In a meeting in Brussels last month, former French president Valery Giscard d'Estaing, now head of the convention on the EU's future, called for a common foreign policy that "unreservedly obligates" all members to act in solidarity.
With Britain, Spain and Italy — and membership candidates such as Bulgaria and Slovakia — earning French wrath for backing the United States, de Villepin cautioned at the meeting, "Now more than ever, we have to reconfirm our common position."
They can try, says U of T's Bothwell, "but Europe doesn't yet have a coherent core. The different countries have divergent interests.

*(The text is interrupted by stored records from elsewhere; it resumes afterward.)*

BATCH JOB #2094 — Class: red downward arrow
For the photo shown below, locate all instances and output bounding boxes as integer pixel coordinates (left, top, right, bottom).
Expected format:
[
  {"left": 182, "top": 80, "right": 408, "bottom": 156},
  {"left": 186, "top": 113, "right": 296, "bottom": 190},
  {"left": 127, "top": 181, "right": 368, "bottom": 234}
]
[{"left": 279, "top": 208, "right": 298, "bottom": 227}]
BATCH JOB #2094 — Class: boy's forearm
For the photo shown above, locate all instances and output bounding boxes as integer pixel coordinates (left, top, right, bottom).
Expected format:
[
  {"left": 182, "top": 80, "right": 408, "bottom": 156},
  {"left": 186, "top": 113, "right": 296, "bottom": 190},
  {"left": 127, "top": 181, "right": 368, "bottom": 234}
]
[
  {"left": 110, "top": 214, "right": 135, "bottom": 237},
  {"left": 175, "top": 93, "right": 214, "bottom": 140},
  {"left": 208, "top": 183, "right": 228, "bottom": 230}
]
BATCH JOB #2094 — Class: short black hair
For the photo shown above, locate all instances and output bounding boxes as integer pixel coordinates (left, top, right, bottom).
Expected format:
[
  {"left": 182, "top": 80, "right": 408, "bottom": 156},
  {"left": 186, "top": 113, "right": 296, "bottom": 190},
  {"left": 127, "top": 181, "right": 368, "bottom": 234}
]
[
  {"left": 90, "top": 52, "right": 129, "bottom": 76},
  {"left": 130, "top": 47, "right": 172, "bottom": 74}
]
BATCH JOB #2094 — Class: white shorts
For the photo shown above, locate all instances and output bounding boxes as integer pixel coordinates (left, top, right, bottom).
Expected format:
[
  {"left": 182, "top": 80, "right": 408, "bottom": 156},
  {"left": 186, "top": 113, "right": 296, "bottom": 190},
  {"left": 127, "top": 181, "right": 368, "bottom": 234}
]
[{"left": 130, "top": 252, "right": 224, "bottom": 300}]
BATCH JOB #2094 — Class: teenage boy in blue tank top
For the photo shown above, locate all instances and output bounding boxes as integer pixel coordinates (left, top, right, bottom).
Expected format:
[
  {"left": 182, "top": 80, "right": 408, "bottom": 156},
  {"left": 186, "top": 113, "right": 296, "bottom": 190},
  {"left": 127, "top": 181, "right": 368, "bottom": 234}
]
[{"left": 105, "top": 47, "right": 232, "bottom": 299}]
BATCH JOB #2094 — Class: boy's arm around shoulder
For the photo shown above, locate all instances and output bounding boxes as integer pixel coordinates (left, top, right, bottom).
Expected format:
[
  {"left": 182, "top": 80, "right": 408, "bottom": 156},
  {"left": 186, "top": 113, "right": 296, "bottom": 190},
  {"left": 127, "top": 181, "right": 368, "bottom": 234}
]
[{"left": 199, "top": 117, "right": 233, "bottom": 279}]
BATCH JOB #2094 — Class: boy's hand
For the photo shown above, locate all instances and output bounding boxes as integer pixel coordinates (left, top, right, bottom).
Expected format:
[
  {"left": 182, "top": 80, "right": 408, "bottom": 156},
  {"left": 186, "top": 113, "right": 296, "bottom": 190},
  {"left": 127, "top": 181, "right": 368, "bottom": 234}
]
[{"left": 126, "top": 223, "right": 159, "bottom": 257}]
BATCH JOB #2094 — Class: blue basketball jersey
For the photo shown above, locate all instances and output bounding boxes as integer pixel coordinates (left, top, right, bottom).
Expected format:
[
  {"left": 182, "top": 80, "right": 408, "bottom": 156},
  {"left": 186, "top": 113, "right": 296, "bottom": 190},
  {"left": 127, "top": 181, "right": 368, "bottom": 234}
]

Membership hasn't diminished individual sovereignty."
Analysts say there are no permanent alliances, only permanent interests and, with eastern European nations, survival dictates political expediency. Like everyone else in this dispute, they too, are rolling the dice by backing the U.S.
The smaller nations want Washington's economic support, says York University political scientist David Dewitt, "but in the long term, they have to get into bed with France and Germany, even though they know those countries are mercurial and will always act, as they are acting now, in their own interests."
They may, like Canada, have their fate almost solely determined by geography. If, that is, the current rupture between Europe and the United States leads to a permanent gulf.
Not everyone thinks that will happen. U of T historian Ronald Preussen, for one, discounts the prevailing notion that a profound shift is in play.
"Episodes and crises have existed all the way along between the U.S. and Europe," he says, citing the Suez crisis in the 1950s, president Charles de Gaulle pulling France out of NATO in the 1960s and West German chancellor Willy Brandt's Ostpolitik dealings with the Soviet Union in the 1970s — all of which infuriated the United States.
"This is a difficult moment between the two sides, but there have been many difficult moments," says Preussen. "They've worked themselves out."
In the long run, if not the short, the current crisis will also be resolved. The alliance between Europe and the United States is too important not to repair, say analysts, especially as the threat of terrorist attack hangs equally over both for the foreseeable future.
Eventually, Washington's aggressive, "with-us-or-against-us" foreign policy will be repudiated, they say, and the chasm will be narrowed.
"Not by the present U.S. administration, of course," says Halpern.
"But this administration isn't forever."